Last night I popped open the first one, this year graced with a bright green label, but otherwise the same look as last years. Nice way to differentiate for a vertical, lining all the bottles up, a seasonal display of tasty brew. Definitely going to have to save a couple for future years, an opportunity I missed last year, but only having two bottles, they didn't last long.

I'll do a more thorough tasting post soon.


Nothing in Primary

For the first time in a few months, I've got nothing in my fermenter buckets.

I bottled up the Imperial Steam Sunday morning, capping a total of 42 bottles.

Doing that emptied out a carboy, into which I transfered the Imperial Amber Ale, along with a 2 ounce Cascade dryhop.

I also opened up my first bottle of the Steam beer I brewed as my 'comeback' beer.
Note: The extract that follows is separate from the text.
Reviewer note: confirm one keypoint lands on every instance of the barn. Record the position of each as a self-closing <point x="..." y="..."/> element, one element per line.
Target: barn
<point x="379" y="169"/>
Nicely carbonated, not a foamer like the EAssB, long lasting head. Its still not where it needs to be, as it smells a little green, but I'm hoping a few more weeks of sitting will turn it around.

I noticed a bit of the weirdness that I had from the EAssC, but I'm not sure if that is the age of the beer, only two weeks in the bottle or if its a DMS problem.

I left the lid off this time, so if that is the case, I'm going to blame it on a weak boil. Even using the turbojet we have for a front burner on our stove it can be a push to get a good rolling boil, a problem I've alleviated in the past couple batched by using a ring of heavy duty aluminum foil as a heat shield around the bottom of the pot. Visually, its working well. Hopefully it pays off in taste.